项目名称: 异构系统上基于任务窃取的负载平衡研究
项目编号: No.61303059
项目类型: 青年科学基金项目
立项/批准年度: 2014
项目学科: 自动化技术、计算机技术
项目作者: 马文静
作者单位: 中国科学院软件研究所
项目金额: 23万元
中文摘要: 当今世界主流的超级计算系统往往不是单一结构的,很多都配有GPU等加速器。在大规模计算当中,负载平衡对计算的性能、功耗至关重要。而传统的任务调度方法往往很难直接用于异构系统,使之实现负载平衡。 本项目将基于广泛使用的任务窃取方法,针对能够充分利用GPU等加速器的程序进行负载平衡研究。这类程序包括一些化学计算方法(TCE、SCF等)以及n-body问题等。主要研究内容包括:(1)改进任务窃取方案,通过使用不同大小任务、不同处理器任务队列调配等方法,优化窃取机制。(2)对加速器上的任务进行流水化和批处理,以充分利用计算资源,更好地实现负载平衡。(3)根据数据局部性对任务调度进行优化,使共享数据的访问更加高效。本项目的研究充分挖掘异构系统的计算潜力,为未来E级系统上的负载平衡研究提供基础。

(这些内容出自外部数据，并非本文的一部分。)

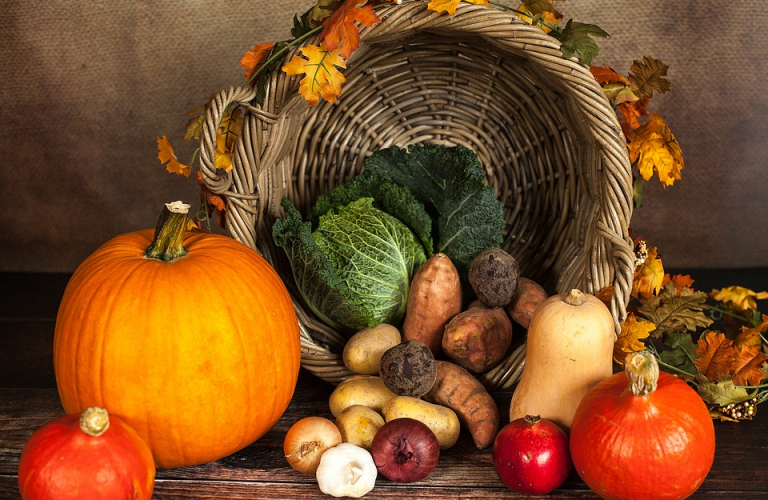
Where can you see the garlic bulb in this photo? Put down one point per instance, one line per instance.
(346, 470)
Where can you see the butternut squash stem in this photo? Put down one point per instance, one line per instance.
(642, 369)
(575, 298)
(94, 421)
(168, 244)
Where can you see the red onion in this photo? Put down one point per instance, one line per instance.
(405, 450)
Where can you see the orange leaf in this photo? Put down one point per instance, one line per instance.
(605, 295)
(648, 276)
(253, 59)
(679, 281)
(606, 74)
(340, 29)
(717, 356)
(740, 297)
(450, 6)
(749, 364)
(322, 78)
(654, 148)
(631, 111)
(629, 340)
(166, 154)
(750, 337)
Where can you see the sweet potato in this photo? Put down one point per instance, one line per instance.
(478, 338)
(435, 297)
(460, 391)
(528, 297)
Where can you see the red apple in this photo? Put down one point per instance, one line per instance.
(531, 455)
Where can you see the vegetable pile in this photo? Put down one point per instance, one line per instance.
(354, 259)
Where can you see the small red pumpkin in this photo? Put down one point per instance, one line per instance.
(642, 434)
(190, 338)
(91, 455)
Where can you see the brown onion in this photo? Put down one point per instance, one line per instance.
(306, 441)
(405, 450)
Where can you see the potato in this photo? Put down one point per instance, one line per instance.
(365, 390)
(493, 275)
(528, 297)
(358, 424)
(478, 338)
(408, 369)
(435, 297)
(363, 351)
(460, 391)
(441, 420)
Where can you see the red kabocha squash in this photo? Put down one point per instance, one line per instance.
(642, 434)
(86, 456)
(191, 339)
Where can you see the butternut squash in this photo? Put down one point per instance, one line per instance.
(570, 349)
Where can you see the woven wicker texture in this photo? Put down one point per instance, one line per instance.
(548, 139)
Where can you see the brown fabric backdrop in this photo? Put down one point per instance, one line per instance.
(88, 86)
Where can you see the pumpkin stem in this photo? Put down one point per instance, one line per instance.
(168, 244)
(575, 298)
(642, 369)
(94, 421)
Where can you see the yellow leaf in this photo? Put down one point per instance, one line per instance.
(749, 364)
(322, 78)
(649, 276)
(166, 154)
(450, 6)
(648, 75)
(740, 297)
(654, 148)
(632, 332)
(717, 356)
(254, 59)
(223, 153)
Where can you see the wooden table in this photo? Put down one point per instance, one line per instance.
(28, 399)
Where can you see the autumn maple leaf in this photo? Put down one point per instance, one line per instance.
(629, 340)
(322, 79)
(340, 30)
(740, 297)
(606, 74)
(535, 11)
(748, 368)
(255, 58)
(648, 276)
(717, 356)
(647, 76)
(450, 6)
(654, 148)
(541, 7)
(751, 337)
(166, 154)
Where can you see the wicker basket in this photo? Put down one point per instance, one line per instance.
(547, 137)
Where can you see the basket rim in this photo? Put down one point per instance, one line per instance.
(502, 28)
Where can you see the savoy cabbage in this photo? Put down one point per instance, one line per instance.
(354, 269)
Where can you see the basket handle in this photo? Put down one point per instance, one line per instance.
(250, 157)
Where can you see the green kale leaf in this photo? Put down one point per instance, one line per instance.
(452, 185)
(354, 270)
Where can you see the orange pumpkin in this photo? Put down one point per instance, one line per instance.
(192, 340)
(93, 455)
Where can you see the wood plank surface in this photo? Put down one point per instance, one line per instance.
(28, 399)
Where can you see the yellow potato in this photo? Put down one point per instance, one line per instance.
(358, 424)
(365, 390)
(363, 351)
(441, 420)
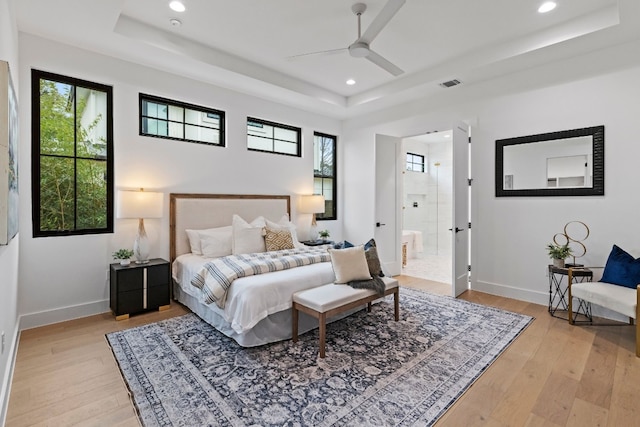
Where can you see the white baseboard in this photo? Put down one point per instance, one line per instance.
(33, 320)
(528, 295)
(6, 383)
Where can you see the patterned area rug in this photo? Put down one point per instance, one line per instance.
(377, 372)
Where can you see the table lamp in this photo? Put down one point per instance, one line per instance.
(140, 204)
(312, 204)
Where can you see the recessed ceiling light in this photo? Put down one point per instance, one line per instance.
(178, 6)
(547, 6)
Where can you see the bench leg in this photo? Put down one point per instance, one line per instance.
(396, 304)
(294, 323)
(323, 332)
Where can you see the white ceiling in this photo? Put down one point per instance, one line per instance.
(246, 45)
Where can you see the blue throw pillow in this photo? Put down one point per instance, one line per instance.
(621, 269)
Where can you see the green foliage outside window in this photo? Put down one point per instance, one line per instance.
(72, 181)
(324, 173)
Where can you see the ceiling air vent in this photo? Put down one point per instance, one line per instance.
(451, 83)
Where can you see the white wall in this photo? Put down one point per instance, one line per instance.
(65, 277)
(9, 253)
(509, 234)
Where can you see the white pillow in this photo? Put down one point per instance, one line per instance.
(349, 264)
(247, 237)
(284, 224)
(216, 244)
(195, 237)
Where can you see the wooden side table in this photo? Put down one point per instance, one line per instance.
(139, 287)
(558, 287)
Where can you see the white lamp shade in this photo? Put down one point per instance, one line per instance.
(312, 204)
(139, 204)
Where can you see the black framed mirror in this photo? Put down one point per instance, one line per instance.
(565, 163)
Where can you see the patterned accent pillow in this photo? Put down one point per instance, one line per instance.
(349, 264)
(277, 240)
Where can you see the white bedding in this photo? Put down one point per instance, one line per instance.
(250, 299)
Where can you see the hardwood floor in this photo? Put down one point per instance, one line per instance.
(554, 374)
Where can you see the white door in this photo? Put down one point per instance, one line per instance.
(460, 226)
(387, 203)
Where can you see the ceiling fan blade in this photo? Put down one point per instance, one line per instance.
(380, 21)
(383, 63)
(319, 52)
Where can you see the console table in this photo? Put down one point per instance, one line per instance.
(558, 282)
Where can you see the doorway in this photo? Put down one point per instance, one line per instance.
(427, 207)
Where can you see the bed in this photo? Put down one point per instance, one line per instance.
(257, 309)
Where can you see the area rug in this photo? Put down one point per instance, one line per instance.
(377, 372)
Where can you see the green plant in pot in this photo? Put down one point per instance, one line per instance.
(124, 255)
(558, 253)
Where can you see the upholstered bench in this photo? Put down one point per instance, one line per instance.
(620, 299)
(331, 299)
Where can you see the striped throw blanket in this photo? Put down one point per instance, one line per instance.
(217, 275)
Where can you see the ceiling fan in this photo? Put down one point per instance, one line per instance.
(360, 48)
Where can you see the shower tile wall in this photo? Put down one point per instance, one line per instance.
(432, 191)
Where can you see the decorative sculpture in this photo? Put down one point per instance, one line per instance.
(578, 249)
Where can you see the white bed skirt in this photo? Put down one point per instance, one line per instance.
(273, 328)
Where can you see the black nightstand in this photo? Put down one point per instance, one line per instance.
(317, 242)
(139, 287)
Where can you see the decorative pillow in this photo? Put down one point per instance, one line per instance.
(621, 269)
(343, 245)
(371, 254)
(349, 264)
(216, 244)
(277, 240)
(284, 224)
(247, 237)
(195, 237)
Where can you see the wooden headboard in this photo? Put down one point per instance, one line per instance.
(199, 211)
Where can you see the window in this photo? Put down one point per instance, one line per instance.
(72, 155)
(324, 172)
(415, 162)
(164, 118)
(273, 137)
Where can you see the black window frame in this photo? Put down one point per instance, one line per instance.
(332, 216)
(36, 76)
(185, 106)
(281, 126)
(421, 162)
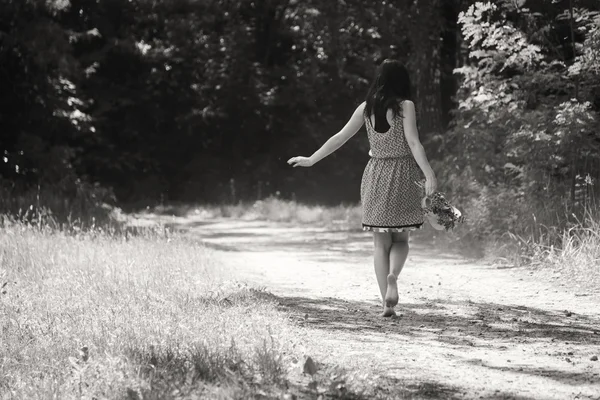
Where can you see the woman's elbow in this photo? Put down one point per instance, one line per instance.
(414, 144)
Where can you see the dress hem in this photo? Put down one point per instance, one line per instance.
(402, 228)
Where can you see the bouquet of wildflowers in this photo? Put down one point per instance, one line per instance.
(440, 213)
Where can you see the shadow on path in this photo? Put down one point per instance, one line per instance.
(446, 319)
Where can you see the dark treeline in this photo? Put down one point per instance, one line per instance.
(205, 100)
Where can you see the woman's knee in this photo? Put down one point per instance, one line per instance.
(400, 237)
(382, 240)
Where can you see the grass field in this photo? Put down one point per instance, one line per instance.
(154, 317)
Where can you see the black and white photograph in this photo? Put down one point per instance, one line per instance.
(299, 199)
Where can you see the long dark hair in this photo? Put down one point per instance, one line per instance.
(391, 85)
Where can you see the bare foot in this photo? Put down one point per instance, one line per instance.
(391, 295)
(388, 312)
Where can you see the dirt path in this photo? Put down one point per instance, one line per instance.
(466, 330)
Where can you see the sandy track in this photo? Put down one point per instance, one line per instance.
(467, 330)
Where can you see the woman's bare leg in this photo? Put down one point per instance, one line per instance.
(398, 252)
(398, 255)
(382, 242)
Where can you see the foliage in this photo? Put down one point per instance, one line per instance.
(525, 142)
(176, 100)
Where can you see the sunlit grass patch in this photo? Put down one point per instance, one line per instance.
(95, 316)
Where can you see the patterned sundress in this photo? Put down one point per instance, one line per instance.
(390, 196)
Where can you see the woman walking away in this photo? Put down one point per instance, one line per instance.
(390, 196)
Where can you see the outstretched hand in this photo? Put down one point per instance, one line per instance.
(300, 162)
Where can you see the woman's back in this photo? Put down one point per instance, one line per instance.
(390, 143)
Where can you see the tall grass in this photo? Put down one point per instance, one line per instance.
(95, 316)
(573, 252)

中文关键词: GPGPU;并行计算;优化;负载平衡;机器学习
英文摘要: Nowadays, the mainstream supercomputers in the world are not always homogeneous. Many of them are equipped with accelerators such as GPUs. In large scale computation, load balance is a very important factor for performance and energy efficiency. Traditional task scheduling methods are not sufficient for achieving load balance on heterogeneous systems. This project will investigate load balancing method based on work stealing, mainly targeting at applications that can make good use of accelerators like GPUs. These applications include some chemistry computation such as TCE, SCF, and other applications like n-body problem. The main research topics are (1) Modifying the work stealing scheme. By using different task sizes, with coordination among queues for different processors, we can optimize the work stealing algorithms to get better load balance. (2) Using pipelining and kernel consolidation for tasks on accelerators, thus making good use of the computing research, to achieve load balance. (3) Optimizing the scheduling algorithm according to data locality, thus enabling more efficient access to global data. This project will explore the computing power of heterogeneous systems, providing insights for load balancing on Exascale systems.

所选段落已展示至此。